4. Resource allocation#
4.1. CPU-cores allocation#
In Slurm, the way CPU-cores are requested for the job depend on the type of application, and users should distinguish between (at least) two classes of parallel applications:
Parallel non-MPI jobs: single-node jobs with a single task and multiple CPU-cores per task
Parallel MPI jobs: multi-task jobs that can run on 1 or multiple nodes
4.1.1. Job variables about CPUs#
The total number of cores allocated to your job is given by the product of the environment variables as defined in your batch job:
${SLURM_CPUS_PER_TASK:-1} * ${SLURM_NTASKS:-1}
The number of cores per node allocated to your job is given by:
${SLURM_CPUS_PER_TASK:-1} * ${SLURM_NTASKS:-1} / $SLURM_NNODES
Note, however, that this value is not guaranteed to be the same on each node
unless --ntasks-per-node was specified. Otherwise it is only a mean value.
4.2. Memory allocation#
Jobs that do not define any specific memory request will get a default
allocation per core, which is the total node memory divided by the number of
cores on the node. In most cases, the default memory allocation is sufficient,
and it is also what we recommend. If your jobs need more than the default
memory, make sure to control their memory usage (e.g. with mysacct) to
avoid allocating more resources than needed.
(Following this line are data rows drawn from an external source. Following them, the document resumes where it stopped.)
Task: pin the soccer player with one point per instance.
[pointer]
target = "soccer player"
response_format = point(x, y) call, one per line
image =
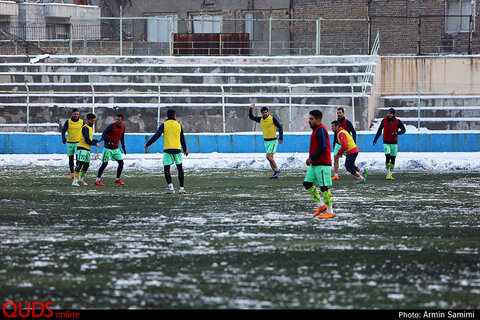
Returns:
point(269, 126)
point(320, 166)
point(83, 150)
point(174, 141)
point(348, 126)
point(347, 146)
point(73, 128)
point(112, 136)
point(392, 128)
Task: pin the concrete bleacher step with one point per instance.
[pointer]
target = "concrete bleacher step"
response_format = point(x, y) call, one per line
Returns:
point(437, 112)
point(133, 83)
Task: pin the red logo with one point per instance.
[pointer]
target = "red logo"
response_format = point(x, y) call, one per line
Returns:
point(35, 309)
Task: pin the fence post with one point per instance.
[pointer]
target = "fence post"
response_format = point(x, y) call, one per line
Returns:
point(159, 106)
point(317, 37)
point(93, 102)
point(171, 35)
point(270, 36)
point(418, 101)
point(470, 36)
point(71, 36)
point(121, 31)
point(28, 106)
point(419, 36)
point(223, 108)
point(353, 106)
point(290, 107)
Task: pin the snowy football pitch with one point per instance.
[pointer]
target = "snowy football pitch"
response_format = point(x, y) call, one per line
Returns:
point(239, 240)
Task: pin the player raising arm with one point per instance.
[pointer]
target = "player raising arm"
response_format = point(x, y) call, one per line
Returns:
point(269, 124)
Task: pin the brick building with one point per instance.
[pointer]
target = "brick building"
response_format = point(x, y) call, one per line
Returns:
point(298, 27)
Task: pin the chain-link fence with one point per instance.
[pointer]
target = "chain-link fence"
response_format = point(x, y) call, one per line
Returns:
point(195, 36)
point(252, 35)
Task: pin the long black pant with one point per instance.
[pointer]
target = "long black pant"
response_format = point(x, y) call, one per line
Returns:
point(181, 175)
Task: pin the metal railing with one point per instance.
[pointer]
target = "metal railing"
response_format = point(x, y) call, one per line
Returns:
point(155, 35)
point(288, 93)
point(368, 74)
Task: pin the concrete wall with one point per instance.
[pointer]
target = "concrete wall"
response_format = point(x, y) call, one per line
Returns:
point(24, 143)
point(453, 75)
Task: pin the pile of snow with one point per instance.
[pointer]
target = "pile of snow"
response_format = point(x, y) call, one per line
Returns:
point(431, 161)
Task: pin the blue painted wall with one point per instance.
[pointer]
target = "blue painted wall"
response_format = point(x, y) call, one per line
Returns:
point(32, 143)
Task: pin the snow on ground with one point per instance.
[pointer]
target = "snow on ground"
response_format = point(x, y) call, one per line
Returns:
point(436, 161)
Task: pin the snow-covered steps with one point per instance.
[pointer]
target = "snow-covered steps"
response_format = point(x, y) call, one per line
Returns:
point(437, 112)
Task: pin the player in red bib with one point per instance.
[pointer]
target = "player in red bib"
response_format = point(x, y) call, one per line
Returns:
point(392, 128)
point(112, 136)
point(348, 126)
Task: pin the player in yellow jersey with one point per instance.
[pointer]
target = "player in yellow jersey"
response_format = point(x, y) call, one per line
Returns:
point(173, 142)
point(269, 126)
point(83, 151)
point(348, 147)
point(73, 128)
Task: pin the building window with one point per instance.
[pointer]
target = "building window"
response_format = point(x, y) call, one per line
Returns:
point(207, 24)
point(249, 25)
point(158, 30)
point(462, 8)
point(57, 31)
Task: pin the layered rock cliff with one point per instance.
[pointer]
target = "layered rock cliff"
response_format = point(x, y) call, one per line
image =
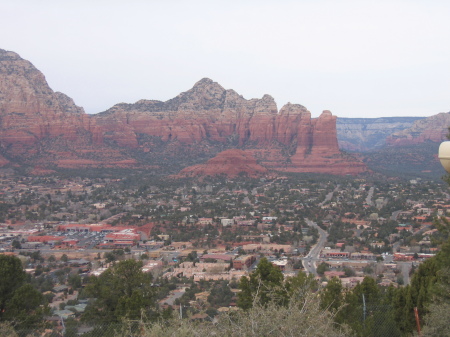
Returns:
point(45, 128)
point(40, 126)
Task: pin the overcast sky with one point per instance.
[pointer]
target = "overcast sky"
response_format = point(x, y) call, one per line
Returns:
point(355, 58)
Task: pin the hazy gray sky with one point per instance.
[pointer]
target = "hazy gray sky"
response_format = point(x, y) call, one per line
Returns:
point(355, 58)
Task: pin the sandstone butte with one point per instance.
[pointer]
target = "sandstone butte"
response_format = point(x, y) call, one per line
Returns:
point(43, 128)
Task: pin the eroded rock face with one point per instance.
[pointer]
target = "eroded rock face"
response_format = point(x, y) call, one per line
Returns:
point(43, 127)
point(46, 129)
point(230, 163)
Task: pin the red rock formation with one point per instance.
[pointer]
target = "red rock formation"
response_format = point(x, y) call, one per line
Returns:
point(40, 126)
point(230, 163)
point(46, 129)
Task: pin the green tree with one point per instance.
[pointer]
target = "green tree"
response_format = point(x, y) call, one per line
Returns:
point(264, 285)
point(123, 291)
point(331, 297)
point(19, 301)
point(12, 276)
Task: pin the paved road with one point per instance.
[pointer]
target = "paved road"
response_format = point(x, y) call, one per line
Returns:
point(370, 196)
point(395, 215)
point(405, 267)
point(310, 260)
point(173, 296)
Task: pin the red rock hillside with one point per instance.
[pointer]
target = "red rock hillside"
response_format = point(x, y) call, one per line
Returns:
point(231, 163)
point(41, 127)
point(45, 129)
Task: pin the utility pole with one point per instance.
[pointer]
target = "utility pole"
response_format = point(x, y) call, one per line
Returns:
point(364, 309)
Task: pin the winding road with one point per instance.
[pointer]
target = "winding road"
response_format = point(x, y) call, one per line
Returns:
point(310, 260)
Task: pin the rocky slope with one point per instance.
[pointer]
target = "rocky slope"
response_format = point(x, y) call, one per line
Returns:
point(432, 129)
point(368, 134)
point(286, 140)
point(46, 129)
point(231, 163)
point(41, 127)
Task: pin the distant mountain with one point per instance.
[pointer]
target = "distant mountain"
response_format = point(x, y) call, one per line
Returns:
point(39, 127)
point(368, 134)
point(431, 129)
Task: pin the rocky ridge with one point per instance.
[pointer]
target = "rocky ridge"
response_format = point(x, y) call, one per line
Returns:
point(231, 163)
point(369, 134)
point(46, 129)
point(432, 129)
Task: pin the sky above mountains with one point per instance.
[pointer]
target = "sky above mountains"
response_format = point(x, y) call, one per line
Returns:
point(355, 58)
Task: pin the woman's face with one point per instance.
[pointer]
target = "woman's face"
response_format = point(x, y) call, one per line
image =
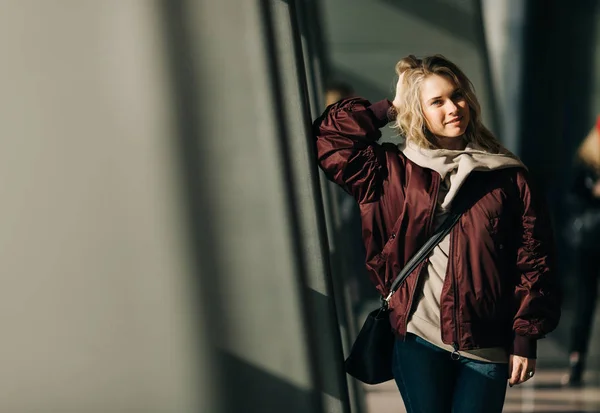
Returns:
point(445, 108)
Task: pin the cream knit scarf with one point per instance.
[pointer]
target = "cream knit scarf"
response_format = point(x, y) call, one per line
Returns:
point(458, 163)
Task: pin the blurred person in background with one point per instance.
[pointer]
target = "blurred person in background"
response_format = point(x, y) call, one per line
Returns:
point(583, 234)
point(469, 317)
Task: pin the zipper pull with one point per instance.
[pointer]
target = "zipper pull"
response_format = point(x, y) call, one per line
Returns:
point(455, 354)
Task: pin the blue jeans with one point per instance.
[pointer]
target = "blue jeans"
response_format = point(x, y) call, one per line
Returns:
point(431, 382)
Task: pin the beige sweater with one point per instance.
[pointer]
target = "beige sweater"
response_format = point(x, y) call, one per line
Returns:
point(454, 167)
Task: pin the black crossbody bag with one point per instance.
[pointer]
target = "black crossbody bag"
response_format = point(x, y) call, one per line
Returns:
point(370, 359)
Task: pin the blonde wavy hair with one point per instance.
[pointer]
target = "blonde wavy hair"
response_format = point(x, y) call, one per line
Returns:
point(410, 120)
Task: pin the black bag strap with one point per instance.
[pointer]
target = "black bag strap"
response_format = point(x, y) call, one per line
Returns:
point(425, 250)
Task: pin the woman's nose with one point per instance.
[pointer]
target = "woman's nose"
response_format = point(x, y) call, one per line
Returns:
point(452, 107)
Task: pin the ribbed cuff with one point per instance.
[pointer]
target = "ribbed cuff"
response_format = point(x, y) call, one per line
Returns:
point(381, 111)
point(525, 347)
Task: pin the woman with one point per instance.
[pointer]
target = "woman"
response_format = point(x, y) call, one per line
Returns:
point(469, 317)
point(584, 236)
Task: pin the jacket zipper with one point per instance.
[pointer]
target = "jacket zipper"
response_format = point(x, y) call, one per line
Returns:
point(455, 354)
point(420, 268)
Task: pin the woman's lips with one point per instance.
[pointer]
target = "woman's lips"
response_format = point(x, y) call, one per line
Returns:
point(454, 121)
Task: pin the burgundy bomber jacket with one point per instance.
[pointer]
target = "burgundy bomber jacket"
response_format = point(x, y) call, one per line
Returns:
point(500, 288)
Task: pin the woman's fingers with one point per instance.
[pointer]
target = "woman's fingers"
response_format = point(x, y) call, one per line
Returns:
point(515, 370)
point(399, 87)
point(521, 369)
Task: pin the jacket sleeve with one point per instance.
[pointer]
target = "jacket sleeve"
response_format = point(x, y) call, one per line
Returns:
point(346, 136)
point(536, 292)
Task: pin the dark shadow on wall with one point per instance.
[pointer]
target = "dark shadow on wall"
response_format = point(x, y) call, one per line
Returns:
point(457, 22)
point(253, 390)
point(363, 87)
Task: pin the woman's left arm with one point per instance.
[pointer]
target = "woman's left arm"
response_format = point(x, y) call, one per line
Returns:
point(537, 295)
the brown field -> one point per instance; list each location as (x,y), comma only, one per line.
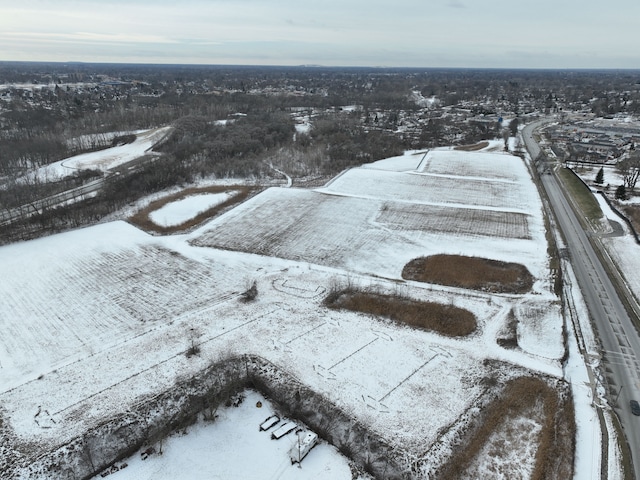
(472,148)
(141,218)
(444,319)
(470,272)
(555,448)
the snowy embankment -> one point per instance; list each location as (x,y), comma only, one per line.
(103,160)
(99,319)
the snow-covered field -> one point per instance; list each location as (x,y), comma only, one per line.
(99,318)
(103,160)
(207,448)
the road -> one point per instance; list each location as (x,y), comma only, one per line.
(619,339)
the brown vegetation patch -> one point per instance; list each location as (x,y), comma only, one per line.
(470,272)
(633,214)
(556,441)
(472,148)
(444,319)
(141,218)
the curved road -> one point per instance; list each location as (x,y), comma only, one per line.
(618,337)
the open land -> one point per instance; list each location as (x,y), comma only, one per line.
(99,320)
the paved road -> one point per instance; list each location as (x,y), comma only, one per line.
(619,339)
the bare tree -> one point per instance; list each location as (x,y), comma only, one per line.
(629,168)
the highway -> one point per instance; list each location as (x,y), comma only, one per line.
(619,339)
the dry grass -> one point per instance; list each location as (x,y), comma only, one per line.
(472,148)
(444,319)
(141,218)
(633,214)
(470,272)
(556,442)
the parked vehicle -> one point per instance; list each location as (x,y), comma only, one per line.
(306,441)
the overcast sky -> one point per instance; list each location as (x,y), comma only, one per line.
(398,33)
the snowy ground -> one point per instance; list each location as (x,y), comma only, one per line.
(103,160)
(204,451)
(97,318)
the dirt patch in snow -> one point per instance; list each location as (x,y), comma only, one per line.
(445,319)
(142,218)
(470,272)
(472,148)
(550,418)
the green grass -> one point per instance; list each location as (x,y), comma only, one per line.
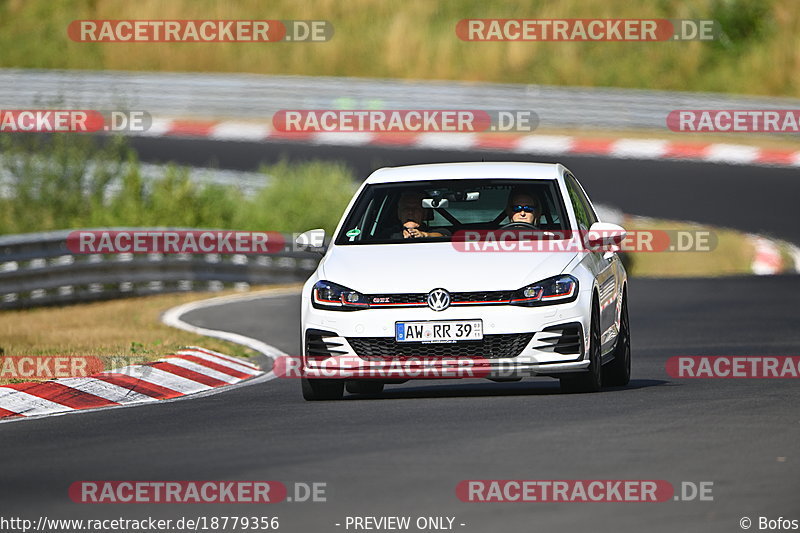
(415,39)
(70,182)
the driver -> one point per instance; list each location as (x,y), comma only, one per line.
(523,207)
(412,216)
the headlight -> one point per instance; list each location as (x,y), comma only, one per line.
(555,290)
(327,295)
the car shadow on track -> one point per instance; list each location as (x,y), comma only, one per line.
(466,390)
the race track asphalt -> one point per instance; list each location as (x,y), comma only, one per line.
(405,452)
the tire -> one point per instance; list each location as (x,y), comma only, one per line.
(322,389)
(618,372)
(364,387)
(592,380)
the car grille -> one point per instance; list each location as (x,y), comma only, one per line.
(491,347)
(563,339)
(456,298)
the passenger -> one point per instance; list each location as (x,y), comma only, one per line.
(523,207)
(413,217)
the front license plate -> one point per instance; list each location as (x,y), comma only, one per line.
(439,331)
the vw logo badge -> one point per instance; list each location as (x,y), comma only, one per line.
(438,299)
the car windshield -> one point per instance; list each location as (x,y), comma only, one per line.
(429,211)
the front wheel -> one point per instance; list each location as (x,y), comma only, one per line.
(618,372)
(592,380)
(322,389)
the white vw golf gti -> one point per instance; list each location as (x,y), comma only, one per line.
(491,270)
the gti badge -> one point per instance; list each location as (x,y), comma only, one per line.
(438,299)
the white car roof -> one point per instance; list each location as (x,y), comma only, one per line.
(465,171)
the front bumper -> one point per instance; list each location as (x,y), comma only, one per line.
(349,338)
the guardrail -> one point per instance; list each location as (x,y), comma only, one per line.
(252,96)
(37,269)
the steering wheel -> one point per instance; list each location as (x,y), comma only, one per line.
(518,225)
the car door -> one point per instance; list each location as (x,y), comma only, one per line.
(602,264)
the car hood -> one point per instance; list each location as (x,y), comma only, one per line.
(422,267)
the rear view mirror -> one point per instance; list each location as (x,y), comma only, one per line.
(605,236)
(434,203)
(312,240)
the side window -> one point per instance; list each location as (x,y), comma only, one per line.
(578,196)
(577,204)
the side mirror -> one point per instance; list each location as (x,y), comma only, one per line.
(312,240)
(605,236)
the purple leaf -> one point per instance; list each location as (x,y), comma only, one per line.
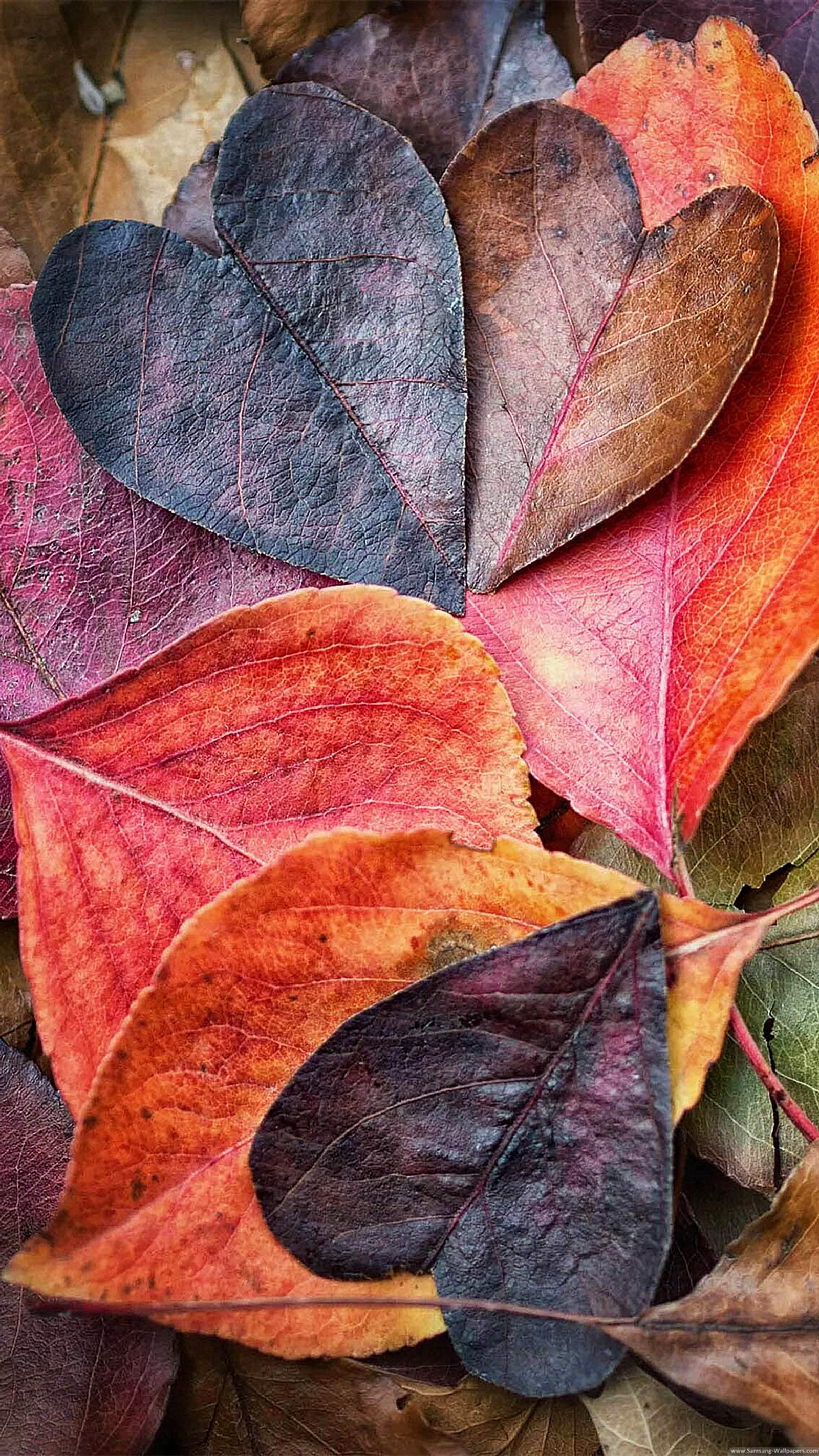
(303,395)
(507,1126)
(70,1385)
(437,70)
(92,579)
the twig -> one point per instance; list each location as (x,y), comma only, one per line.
(770,1079)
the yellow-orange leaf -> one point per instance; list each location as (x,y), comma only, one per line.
(139,803)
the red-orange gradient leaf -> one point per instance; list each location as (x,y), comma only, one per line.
(161,1206)
(143,800)
(639,660)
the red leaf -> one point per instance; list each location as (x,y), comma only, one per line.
(639,658)
(789,30)
(72,1385)
(92,579)
(437,70)
(142,801)
(159,1203)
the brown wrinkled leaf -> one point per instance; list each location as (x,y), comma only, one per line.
(598,353)
(636,1416)
(489,1422)
(275,28)
(748,1336)
(438,70)
(232,1401)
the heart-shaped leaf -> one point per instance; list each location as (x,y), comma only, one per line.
(640,657)
(598,353)
(436,70)
(70,1384)
(507,1126)
(92,579)
(305,394)
(142,801)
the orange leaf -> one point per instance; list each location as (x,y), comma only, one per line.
(639,658)
(161,1206)
(143,800)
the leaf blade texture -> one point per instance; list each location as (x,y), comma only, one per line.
(73,1385)
(92,579)
(438,73)
(305,394)
(598,351)
(147,797)
(453,1130)
(636,1416)
(639,658)
(251,986)
(735,1124)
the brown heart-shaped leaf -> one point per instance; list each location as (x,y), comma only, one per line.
(598,353)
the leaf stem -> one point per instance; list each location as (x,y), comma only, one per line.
(798,1327)
(681,875)
(768,1078)
(771,916)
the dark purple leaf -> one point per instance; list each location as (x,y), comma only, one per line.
(507,1126)
(191,213)
(303,395)
(92,579)
(690,1257)
(438,70)
(789,30)
(70,1385)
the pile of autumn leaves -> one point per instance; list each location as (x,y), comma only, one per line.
(316,808)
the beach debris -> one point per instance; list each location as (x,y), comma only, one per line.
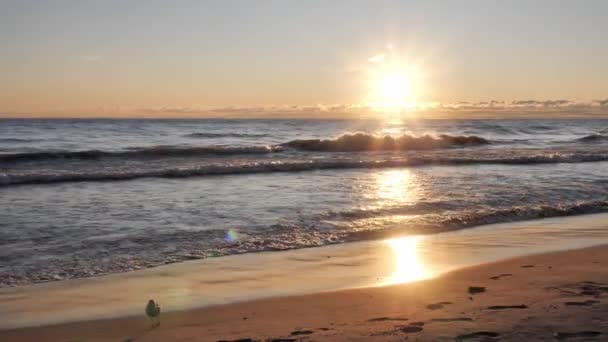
(504,307)
(475,335)
(476,289)
(566,335)
(153,312)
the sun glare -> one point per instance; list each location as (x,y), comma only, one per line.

If your job needs a non-default amount of memory, we highly recommend to specify
memory allocation of your job with the Slurm option --mem-per-cpu=X, which
sets the memory per core. Avoid using the --mem=X option (memory per node),
especially for multi-node jobs, because it doesn’t guarantee equal memory
allocation for each core.
The default memory unit is megabytes, but you can specify different units using
one of the following one letter suffixes: K, M, G or T. For example, to request
2GB per core you can use --mem-per-cpu=2000 or --mem-per-cpu=2G.
If your job needs more than 240GB memory, you have to specify a high-memory
node with --partition=zen5_himem. These nodes provide up to 1.5TB.